Overweight and obesity increase the risk for type 2 diabetes. Formerly dubbed "maturity-onset diabetes" because it occurred most frequently in obese, middle-aged adults, type 2 diabetes is currently on the rise in younger patients. The pathophysiology of the development of type 2 diabetes mellitus is complex and multifactorial. It is believed that obesity leads to insulin resistance and increased circulating insulin concentrations over time. It appears that at some point a loss of control of blood glucose levels begins to emerge, resulting in dietary glucose intolerance. This ultimately results in type 2 diabetes. It is known that obese individuals may develop different degrees of insulin resistance and that not all individuals develop glucose intolerance.

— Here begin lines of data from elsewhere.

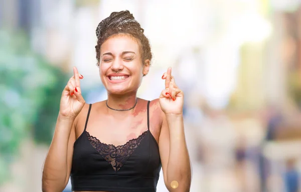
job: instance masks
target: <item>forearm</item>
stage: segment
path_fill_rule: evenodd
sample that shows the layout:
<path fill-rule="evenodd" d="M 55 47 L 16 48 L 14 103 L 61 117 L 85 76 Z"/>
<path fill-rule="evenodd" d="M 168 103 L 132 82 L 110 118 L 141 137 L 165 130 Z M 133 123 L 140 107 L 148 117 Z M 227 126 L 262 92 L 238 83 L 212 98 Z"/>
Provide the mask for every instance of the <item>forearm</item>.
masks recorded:
<path fill-rule="evenodd" d="M 185 140 L 182 115 L 167 114 L 166 120 L 169 127 L 170 152 L 167 165 L 167 182 L 176 181 L 177 188 L 173 191 L 188 191 L 191 180 L 190 160 Z"/>
<path fill-rule="evenodd" d="M 45 191 L 58 191 L 65 187 L 68 168 L 68 143 L 74 121 L 74 118 L 59 115 L 43 168 L 42 185 Z"/>

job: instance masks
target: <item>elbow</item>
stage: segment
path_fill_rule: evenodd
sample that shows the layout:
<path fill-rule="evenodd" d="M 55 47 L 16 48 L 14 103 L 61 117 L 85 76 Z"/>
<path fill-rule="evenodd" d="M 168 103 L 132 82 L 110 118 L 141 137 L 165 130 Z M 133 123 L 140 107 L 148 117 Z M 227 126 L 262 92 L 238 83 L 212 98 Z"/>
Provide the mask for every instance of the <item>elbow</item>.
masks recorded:
<path fill-rule="evenodd" d="M 62 191 L 65 186 L 57 184 L 54 181 L 46 178 L 44 176 L 42 180 L 42 191 L 43 192 Z"/>
<path fill-rule="evenodd" d="M 189 174 L 183 175 L 176 180 L 165 179 L 166 188 L 170 192 L 189 192 L 191 184 L 191 175 Z"/>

A number of studies have addressed the association between insulin and blood pressure in children and adolescents. Interactions similar to those identified in adults also may be found at a young age. The Bogalusa Heart Study has shown a positive correlation between blood pressure and fasting insulin, even after adjustment for body mass index, as early as 5 years of age.62 Insulin resistance has been found in young black male subjects with only borderline hypertension that is independent of body mass index.63 Several mechanisms through which blood pressure may be linked to insulin resistance have been proposed. In adolescents, the resistance to insulin has been associated with chronic sodium retention64 and sodium sensitivity,65 and this is reversible with weight loss and exercise.66 Moreover, obese, insulin-resistant adolescents have increased forearm vascular resistance that is reversible with weight loss.67
Insulin resistance has been hypothesized to play a major role in lipoprotein abnormalities in individuals with normal glucose tolerance and in those with impaired glucose tolerance and type 2 diabetes.68,69 Lipoprotein abnormalities also have been reported in obese adults who have elevated triglycerides and LDL cholesterol levels and low levels of HDL cholesterol.7074 Similar lipoprotein profiles have been reported in obese and nonobese adults with type 2 diabetes, in obese normoglycemic adults, and in nonobese adults with impaired glucose tolerance.7577 The association between obesity and abnormal lipoproteins observed in adults also has been documented in the pediatric population. In the adolescent population included in the Lipid Research Clinics Population Studies Data Book, obese adolescents had an abnormal "atherogenic" lipid profile consisting of elevated LDL cholesterol and triglycerides and low HDL cholesterol levels. In more recent studies in children, insulin resistance also was implicated in the association between obesity and lipoprotein abnormalities. In a study of insulin resistance and lipids in children, 82 normoglycemic, obese adolescents were compared with 40 lean adolescents, and abnormalities consistent with an "atherogenic" lipid profile were present in the obese adolescents. The lipoprotein abnormalities correlated with the degree of insulin resistance in the obese children, and the degree of insulin resistance explained a significant portion of the variance in the levels of triglycerides, LDL cholesterol, and HDL cholesterol.78 Investigators from the Bogalusa Heart Study reported that in comparison with their lean counterparts, overweight schoolchildren were between 2.4 and 7.1 times more likely to have elevated total cholesterol, LDL cholesterol, and triglyceride levels and 12.6 times more likely to have hyperinsulinemia.58
Several mechanisms whereby insulin resistance could cause an alteration in lipid metabolism have been described. Hyperinsulinemia is known to enhance hepatic synthesis of very-low-density lipoprotein (VLDL) and thus may directly contribute to the increased plasma triglyceride and LDL cholesterol levels.79 Resistance to the action of insulin on lipoprotein lipase in peripheral tissues also may contribute to elevated triglyceride and LDL cholesterol levels.80,81 It has been suggested that insulin resistance may be responsible for the reduced levels of HDL cholesterol observed in type 2 diabetes patients and that despite enhanced HDL cholesterol synthesis, the plasma HDL cholesterol concentration was significantly reduced in patients with type 2 diabetes compared with control subjects. This decrease in plasma HDL cholesterol was entirely accounted for by an increase in the rate of apolipoprotein A1/HDL cholesterol degradation, which exceeded the enhanced rate of its synthesis.82
Thus, from current knowledge, it is reasonable to suggest that weight control and lifestyle modification could alter the prevalence of the syndrome of insulin resistance and improve the risk profiles for cardiovascular disease as children make the transition toward adolescence and young adulthood.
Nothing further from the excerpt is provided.